04 febbraio 2021

“Vöja de nev”, nelle composizioni dialettali l’asprezza freudiana di Aristide Angelo Milani

Nella prefazione, il professor Salvatore Giujusa di Abbadia Lariana scriveva: ““Il suo presente è la scontentezza di muoversi verso ricordi a doppio epilogo: di recriminazione, per i danni privati che gli sono venuti da tutti, e di sdegno quasi biblico contro i mali pubblici, sociali e materiali”



di Claudio Redaelli

Era il 1983 e il lecchese Aristide Angelo Milani dava alle stampe Vöja de nev, una serie di poesie in vernacolo racchiuse in una raccolta e suddivise in quattro gruppi, così da distinguere quelle che l’autore presumeva di poter chiamare per l’appunto poesie da quelle da lui definite “temi versificati”.

Quei versi, in ogni caso, recuperavano ciò che vi è di più vivo nel linguaggio quotidiano dei lecchesi e offrivano al lettore una raccolta di composizioni capaci di mettere in risalto vibrazioni romantiche, anche con esempi poetici di avvenimenti locali che avevano segnato fino a quell’anno l’esistenza di Milani.

Vi erano poi le “poesie dell’animo”, quelle dove l’autore della pubblicazione esprimeva emozioni e sentimenti profondi.

A curare la prefazione di Vöja de nev era stato il professor Salvatore Giujusa di Abbadia Lariana, del quale Milani fu alunno al “Badoni” di Lecco. “Ricordo il suo stupore filologico - scrisse al riguardo Giujusa in riferimento proprio agli anni della scuola e dell’insegnamento - e la sua meraviglia per ogni parola ignota e la sua gioia quasi sensoriale di farla propria, come se conquistasse un oggetto invece di un suono”.

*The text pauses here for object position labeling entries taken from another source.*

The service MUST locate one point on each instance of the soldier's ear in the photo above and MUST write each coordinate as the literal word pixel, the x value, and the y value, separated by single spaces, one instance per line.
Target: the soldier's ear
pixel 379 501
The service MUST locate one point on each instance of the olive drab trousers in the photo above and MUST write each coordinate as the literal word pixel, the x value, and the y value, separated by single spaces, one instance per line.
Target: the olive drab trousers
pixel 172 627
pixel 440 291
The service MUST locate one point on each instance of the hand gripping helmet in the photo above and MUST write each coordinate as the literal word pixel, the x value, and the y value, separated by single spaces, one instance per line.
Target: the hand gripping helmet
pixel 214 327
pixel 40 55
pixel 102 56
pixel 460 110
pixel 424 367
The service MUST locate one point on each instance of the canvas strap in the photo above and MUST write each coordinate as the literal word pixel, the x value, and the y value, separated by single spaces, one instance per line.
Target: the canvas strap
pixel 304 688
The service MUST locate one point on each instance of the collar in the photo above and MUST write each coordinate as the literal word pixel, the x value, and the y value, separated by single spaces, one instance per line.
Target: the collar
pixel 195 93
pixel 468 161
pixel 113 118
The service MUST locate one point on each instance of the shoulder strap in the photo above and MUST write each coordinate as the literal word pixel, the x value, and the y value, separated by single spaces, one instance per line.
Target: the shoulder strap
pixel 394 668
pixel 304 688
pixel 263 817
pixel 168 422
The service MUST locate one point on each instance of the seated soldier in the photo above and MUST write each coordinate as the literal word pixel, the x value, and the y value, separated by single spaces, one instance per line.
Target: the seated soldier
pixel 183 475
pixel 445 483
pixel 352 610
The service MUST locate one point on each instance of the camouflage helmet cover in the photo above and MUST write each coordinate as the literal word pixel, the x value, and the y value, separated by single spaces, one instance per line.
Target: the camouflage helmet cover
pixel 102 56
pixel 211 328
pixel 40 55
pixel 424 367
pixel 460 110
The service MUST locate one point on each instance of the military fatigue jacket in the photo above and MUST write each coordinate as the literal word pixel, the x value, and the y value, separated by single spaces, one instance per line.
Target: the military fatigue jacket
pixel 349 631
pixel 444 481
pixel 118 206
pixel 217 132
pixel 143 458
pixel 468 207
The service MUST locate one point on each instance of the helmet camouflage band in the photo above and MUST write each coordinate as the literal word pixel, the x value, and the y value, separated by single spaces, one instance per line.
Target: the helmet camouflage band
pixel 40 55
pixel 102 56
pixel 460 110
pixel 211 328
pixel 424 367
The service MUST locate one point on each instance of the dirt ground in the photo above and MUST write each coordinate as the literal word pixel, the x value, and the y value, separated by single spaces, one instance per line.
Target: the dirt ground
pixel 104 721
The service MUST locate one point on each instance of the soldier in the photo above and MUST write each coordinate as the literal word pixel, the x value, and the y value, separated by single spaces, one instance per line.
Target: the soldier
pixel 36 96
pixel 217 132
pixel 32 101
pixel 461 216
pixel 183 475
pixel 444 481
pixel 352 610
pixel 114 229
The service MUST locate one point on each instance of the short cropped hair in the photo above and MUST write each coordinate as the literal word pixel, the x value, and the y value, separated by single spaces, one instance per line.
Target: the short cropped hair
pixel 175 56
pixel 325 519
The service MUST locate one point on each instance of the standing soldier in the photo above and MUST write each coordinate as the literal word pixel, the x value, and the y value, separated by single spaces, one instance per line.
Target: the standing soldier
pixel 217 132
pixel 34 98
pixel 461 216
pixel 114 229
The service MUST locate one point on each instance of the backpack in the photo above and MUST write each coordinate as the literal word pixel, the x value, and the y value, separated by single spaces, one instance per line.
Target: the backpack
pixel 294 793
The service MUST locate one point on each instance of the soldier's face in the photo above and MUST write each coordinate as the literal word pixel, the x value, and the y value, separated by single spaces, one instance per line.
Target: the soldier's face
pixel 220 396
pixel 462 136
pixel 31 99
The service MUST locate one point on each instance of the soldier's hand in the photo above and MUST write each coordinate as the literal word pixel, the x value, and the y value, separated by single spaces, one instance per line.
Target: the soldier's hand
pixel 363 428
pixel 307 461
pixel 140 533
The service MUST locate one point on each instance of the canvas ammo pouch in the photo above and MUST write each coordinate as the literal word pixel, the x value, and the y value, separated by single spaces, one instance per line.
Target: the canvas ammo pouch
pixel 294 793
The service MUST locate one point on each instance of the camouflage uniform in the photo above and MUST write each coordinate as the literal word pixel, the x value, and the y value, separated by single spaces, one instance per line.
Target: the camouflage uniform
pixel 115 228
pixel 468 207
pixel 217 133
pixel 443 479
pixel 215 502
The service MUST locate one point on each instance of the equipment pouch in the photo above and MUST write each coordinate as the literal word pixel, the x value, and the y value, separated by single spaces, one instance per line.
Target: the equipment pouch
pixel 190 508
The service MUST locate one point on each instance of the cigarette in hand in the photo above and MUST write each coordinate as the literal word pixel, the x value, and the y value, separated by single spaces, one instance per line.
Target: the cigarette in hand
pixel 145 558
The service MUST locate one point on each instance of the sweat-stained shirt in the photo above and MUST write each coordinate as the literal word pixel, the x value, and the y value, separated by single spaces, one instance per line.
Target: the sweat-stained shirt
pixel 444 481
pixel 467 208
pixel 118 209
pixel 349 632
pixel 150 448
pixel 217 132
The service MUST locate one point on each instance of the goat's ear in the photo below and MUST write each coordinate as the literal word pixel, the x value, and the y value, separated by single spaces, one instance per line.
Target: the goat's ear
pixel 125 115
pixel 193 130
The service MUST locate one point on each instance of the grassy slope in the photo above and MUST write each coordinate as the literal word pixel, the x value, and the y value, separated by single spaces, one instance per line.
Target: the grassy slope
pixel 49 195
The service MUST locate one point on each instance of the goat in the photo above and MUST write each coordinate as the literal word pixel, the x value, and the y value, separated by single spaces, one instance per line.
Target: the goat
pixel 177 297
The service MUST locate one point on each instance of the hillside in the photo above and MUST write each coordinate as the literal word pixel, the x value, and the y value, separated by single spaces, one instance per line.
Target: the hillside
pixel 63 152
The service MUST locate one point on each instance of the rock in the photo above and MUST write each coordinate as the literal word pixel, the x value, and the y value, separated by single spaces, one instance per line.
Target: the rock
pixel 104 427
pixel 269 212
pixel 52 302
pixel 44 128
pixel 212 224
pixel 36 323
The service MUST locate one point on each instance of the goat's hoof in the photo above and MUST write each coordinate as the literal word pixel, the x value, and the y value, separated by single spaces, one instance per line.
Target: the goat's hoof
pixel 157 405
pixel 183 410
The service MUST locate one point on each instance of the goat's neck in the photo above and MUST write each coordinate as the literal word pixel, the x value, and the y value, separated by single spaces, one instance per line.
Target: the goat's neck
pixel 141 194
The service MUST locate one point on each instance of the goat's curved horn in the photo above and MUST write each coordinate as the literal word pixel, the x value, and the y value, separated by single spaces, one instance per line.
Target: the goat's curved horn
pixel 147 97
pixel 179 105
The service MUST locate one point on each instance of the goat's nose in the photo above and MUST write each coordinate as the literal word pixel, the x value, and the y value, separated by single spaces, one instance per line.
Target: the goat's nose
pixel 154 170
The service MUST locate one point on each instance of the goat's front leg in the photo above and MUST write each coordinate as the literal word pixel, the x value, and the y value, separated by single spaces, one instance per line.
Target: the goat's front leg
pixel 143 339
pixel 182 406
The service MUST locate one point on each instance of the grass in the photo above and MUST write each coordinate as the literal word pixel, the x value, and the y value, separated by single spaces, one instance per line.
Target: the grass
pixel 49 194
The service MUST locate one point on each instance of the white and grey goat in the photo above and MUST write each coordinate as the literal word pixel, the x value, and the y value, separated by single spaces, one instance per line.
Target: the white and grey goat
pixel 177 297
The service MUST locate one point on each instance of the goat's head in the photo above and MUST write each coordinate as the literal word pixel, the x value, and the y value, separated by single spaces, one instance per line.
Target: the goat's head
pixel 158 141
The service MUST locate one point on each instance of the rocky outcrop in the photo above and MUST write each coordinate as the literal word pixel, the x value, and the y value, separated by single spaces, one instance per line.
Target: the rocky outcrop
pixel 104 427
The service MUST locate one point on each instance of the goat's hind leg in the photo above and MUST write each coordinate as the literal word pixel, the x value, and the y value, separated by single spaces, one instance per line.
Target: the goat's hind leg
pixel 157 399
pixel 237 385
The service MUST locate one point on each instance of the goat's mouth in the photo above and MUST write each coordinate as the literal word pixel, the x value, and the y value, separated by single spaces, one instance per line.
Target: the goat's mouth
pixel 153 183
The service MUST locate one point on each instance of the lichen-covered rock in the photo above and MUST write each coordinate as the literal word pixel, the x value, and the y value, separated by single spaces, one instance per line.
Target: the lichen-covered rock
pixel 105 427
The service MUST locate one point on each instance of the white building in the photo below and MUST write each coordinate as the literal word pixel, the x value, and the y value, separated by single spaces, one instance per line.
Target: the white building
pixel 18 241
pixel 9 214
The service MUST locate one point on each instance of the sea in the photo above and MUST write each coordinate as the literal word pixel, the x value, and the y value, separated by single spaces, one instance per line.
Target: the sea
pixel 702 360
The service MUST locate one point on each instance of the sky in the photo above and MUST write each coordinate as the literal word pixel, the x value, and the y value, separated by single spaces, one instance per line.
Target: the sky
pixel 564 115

A proposito del libro, poi, il professor Giujusa affermava innanzitutto che “Milani traduce col duro dialetto lecchese una sua asprezza freudiana di solitario che ha conti da regolare con il passato e con il futuro”.

“Il suo presente - aggiungeva - è la scontentezza di muoversi verso ricordi a doppio epilogo: di recriminazione, per i danni privati che gli sono venuti da tutti, e di sdegno quasi biblico contro i mali pubblici, sociali e materiali inflitti alla gente povera e qua e là non povera, a livello municipale, nazionale e oltre”.



Poi altre considerazioni: “Il rimpianto di Milani è anche ecologico e urbanistico e il riguardo politico non manca, anche se non è tra le limpide concezioni dell’autore, confondendosi sempre, e non solo nella forma, col risentimento personale che si scorge senza sforzo sotto un ideologismo messianico di facile consumo”.

E, alla fine della prefazione, una considerazione: “Vorremmo aprirci alla tenerezza, ma è meglio chiudere il cerchio con le ultime parole di Pirandello: Ed è imprudente non dare udienza, o per il bene che vi impedite di scoprire o per l’esperienza di un male che vi negate”.

Va aggiunto che il libro Vöja de nev era corredato da fotografie, incisioni, riproduzioni di silografie e caricature che aggiungevano pregio e interesse alla pubblicazione.